So excited for my girl @grimalkina's talk at craft! I'm in the front row and will be live posting it! πŸ’–

How are we doing at "being technical"? @grimalkina - looks at how technical teams work, finds it fascinating!

Questions for engineers:
- what does your work help people do?
- how many people a day does your people help?

50:50 split on how people feel about this.
@grimalkina
Huge split between managers and devs in perception of this from @grimalkina's large scale studies. Managers answer around 75% yes, devs around 25%.
How devs are feeling about things - ai threat, code review anxiety, are we seen as people? @grimalkina
Software devs are seen as braina in jars - @grimalkina
What a fascinating question! @grimalkina gathered people and watched them do their top of mind tasks. Triaging, solving bug, ramping up in codebase.
People had deep sophisticated strategies for learning, organizations did not give a shit. Sometimes even works against it. This creates a learning debt cycle. @grimalkina
In the most toxic versions people get a message they need to keep their heads down. Don't share the learnings. This has even bigger effects on the next people, especially juniors. @grimalkina
Brains in jars organization creates "brittle productivity". When things go wrong, it goes badly wrong. How can we get to resilient productivity? When something goes wrong, the psychological structures empower human problem solving.
@grimalkina
Why do we get pulled into short term performance cycles?
- short term performance is not long term learning. Think measuring test vs real world performance.
- performance orientation - being fixated on making grade - is fragile under pressure. It works for a while but eventually you start to learn challenging situations. Bad for innovation.
- if believe in power of brilliance / brilliance is required, fields kill innovation. Think need to weed out people who are not "born brilliant". Assholes weed out other people. Compassionate people weed out themselves.
@grimalkina
Cat's law! @grimalkina is not pulling punches.
Psychological accordances - like a kayak allows you to explore the ocean, psychology also uses affordances. @grimalkina
Seed is the belief - like wanting to overcome code review anxiety. Soil is the reinforcement, the environment. Does it enable? @grimalkina
We are constantly conducting little tests and calibrating our expectations. Calibration creates the possibility of change. "We only have a culture because we are all changing it all the time" @grimalkina
Massive lit review found these four affordances that help teams create long term achievement. This is developer thriving!
- learning culture
- sense of belonging
- self-efficacy and motivation
- sense of agency @grimalkina
Developer thriving is correlated with productivity! @grimalkina
Findings hold across demographics and industries @grimalkina

We are navigating a shifting environment. Threat happens as psychological beings in the world. Identity threat! Are you going to be categorized, is your work going to lose meaning, are you going to be evaluated in a way you don't agree with?

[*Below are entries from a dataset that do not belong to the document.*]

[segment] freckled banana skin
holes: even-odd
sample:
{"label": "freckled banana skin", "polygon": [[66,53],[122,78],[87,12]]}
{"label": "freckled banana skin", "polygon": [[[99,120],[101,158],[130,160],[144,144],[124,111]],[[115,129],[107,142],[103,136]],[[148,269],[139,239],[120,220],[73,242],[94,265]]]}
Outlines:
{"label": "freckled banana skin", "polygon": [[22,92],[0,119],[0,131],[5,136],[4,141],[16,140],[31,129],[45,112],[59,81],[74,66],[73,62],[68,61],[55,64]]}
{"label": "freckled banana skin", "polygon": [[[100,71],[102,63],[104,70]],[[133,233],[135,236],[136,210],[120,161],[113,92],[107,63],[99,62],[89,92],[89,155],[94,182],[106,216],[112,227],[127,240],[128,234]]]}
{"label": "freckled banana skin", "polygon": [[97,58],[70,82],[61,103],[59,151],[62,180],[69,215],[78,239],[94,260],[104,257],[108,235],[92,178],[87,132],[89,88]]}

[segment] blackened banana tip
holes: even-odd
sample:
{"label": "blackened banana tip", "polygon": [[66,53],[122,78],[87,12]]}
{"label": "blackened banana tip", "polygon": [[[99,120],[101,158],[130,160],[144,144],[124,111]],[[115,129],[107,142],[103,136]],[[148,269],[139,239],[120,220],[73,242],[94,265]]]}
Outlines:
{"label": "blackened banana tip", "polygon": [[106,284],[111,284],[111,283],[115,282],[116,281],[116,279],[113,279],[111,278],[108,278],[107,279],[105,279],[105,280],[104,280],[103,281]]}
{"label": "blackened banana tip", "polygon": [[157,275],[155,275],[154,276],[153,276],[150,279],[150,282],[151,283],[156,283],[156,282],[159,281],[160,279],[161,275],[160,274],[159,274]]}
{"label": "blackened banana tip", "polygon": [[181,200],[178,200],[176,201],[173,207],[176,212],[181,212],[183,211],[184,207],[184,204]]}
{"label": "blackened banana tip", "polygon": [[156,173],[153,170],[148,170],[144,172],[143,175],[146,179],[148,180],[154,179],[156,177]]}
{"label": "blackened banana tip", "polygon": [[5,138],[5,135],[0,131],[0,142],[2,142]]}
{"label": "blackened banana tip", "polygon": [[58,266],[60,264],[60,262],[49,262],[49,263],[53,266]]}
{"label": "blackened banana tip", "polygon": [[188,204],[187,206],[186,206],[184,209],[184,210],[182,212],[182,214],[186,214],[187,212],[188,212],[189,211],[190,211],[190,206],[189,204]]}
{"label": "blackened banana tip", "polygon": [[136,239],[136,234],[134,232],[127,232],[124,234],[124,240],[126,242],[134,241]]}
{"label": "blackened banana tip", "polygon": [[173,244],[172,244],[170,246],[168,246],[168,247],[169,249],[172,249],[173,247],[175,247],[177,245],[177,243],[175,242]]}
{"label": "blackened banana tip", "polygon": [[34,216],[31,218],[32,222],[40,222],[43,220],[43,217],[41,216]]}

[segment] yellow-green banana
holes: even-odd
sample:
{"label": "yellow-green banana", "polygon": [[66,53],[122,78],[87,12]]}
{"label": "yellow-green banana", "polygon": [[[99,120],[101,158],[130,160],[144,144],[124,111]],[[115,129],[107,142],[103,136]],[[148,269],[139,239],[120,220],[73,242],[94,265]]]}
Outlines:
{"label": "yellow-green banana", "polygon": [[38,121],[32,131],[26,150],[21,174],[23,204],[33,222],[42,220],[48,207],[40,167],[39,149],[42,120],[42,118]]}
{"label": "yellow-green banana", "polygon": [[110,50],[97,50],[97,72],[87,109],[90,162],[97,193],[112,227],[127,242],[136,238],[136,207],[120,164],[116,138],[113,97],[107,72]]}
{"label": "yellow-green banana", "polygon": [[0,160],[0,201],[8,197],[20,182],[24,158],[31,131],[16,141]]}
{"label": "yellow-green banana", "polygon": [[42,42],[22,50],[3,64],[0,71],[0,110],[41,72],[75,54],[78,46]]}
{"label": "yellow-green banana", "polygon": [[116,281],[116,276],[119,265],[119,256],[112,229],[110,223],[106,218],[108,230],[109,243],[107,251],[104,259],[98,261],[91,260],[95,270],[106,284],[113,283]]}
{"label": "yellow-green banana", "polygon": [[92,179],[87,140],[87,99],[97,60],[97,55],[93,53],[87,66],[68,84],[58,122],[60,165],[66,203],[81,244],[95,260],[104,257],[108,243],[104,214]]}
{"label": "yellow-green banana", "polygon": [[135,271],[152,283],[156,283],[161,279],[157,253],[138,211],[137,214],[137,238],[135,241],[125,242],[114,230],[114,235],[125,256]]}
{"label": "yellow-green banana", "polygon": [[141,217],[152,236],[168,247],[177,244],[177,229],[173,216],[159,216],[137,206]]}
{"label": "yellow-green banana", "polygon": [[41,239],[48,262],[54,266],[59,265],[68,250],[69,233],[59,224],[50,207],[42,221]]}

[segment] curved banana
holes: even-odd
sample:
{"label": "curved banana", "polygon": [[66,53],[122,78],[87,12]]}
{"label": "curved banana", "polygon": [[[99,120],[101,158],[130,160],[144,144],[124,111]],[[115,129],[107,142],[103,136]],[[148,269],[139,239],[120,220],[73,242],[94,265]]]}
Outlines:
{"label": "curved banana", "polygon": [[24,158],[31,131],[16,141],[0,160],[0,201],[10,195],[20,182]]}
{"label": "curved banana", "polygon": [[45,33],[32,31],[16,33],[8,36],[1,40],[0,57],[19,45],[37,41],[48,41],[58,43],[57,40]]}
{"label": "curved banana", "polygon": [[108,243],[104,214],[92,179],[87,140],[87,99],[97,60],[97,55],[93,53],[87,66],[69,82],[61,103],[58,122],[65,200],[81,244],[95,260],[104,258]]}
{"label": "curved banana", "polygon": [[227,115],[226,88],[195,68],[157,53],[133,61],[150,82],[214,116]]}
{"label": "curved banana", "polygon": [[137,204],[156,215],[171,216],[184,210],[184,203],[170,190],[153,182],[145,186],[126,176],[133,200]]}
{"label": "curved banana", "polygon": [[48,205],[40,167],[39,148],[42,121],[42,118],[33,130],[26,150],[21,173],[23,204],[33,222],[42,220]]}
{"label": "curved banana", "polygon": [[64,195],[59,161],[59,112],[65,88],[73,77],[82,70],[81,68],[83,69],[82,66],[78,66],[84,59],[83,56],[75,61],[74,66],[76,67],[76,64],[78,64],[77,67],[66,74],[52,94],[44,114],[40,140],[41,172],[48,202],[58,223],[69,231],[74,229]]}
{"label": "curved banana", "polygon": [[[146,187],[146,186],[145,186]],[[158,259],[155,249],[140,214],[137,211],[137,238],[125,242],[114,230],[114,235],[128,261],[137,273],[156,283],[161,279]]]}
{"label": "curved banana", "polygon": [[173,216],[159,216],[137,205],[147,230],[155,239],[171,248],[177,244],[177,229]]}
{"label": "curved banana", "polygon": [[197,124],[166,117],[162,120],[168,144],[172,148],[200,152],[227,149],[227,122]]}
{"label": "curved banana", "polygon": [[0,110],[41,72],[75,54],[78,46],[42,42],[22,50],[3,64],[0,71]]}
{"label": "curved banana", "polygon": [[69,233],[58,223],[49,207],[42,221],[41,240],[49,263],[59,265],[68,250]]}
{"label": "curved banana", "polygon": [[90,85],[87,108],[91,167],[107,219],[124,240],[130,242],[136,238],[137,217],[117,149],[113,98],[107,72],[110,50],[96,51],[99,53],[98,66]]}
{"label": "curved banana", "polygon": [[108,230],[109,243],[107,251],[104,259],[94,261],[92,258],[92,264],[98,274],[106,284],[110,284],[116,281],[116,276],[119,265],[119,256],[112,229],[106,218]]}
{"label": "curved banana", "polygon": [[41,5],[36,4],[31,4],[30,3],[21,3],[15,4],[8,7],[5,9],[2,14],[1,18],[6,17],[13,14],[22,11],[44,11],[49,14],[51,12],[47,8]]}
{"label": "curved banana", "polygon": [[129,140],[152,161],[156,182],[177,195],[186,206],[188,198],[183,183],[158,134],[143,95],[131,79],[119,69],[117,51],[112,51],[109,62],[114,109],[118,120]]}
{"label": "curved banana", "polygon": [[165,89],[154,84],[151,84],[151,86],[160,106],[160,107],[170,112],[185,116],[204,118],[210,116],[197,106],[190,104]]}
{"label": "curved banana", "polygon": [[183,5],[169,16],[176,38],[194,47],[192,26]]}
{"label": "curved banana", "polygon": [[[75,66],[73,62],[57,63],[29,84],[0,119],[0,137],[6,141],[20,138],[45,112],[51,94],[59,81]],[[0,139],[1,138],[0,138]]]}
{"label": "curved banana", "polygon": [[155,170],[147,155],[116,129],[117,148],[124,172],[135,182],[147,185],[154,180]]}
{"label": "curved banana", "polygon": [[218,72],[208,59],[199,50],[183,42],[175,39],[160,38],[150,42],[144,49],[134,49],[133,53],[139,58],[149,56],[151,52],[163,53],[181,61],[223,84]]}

Contextual sense making, asking what it means to be a software engineer. AI skill threat is an example.
@grimalkina

High standards for the study. Thai is what good science looks like! @grimalkina
Found high rates of AI skill threat. @grimalkina
Asked questions to elicit if teams had a contest culture. Discouraging messages. Brains in jars teams. @grimalkina

Look at whether teams are in contest culture or thriving culture. Twice as likely to have AI skill threat in a contest culture. @grimalkina

Even people without imposter syndrome will have higher skill threat in a contest culture.

Being pro social doesn't mean you have to like going to parties πŸ˜‚ it's about your work helping people 90% of devs believe this @grimalkina
The stereotypes we have about devs have a cost and that cost is measurable. @grimalkina

A very persistent belief, @grimalkina "I think it's very boring and super wrong".

Also have this belief about math. Individual explanations are cognitively inexpensive. American culture is individualistic and it impacts the industry.

Meritocracy messages make people more biased. @grimalkina
Cycle times vary widely. Both for organizations and individuals. Even for individuals, past cycle time does not predict future cycle time. Amount of time coding does hold though! @grimalkina
Look less at individuals and more at organizational factors @grimalkina
πŸ˜‚ @grimalkina
Workshop shows meaningful change in code review anxiety and other psychological safety factors @grimalkina
Break the brains in jars model! Protect ecosystems of problem solving! @grimalkina
@cate @grimalkina Managers might be willing to try the 'shared jars' model, if it reduced overheads. :-/

@cate @grimalkina really appreciate the live posting and am excited to check this one out when the recording is up.

Thanks for doing this work and presenting it @grimalkina

@cate @grimalkina Thanks for sharing this Cate, and as always thank you Cat for your incredible work. And for presenting in that SUIT! omg I fcking love the colours and pattern. We need more awesome fits from presenters!!!
@jimgar @cate never let it be said I don't like to stand out 🀣 thank you!! @analog_ashley was the final decision maker for this conference outfit when I was packing πŸ₯°
@cate @grimalkina Thank you for the live coverage! This is all very interesting and I hope a video will be posted, too?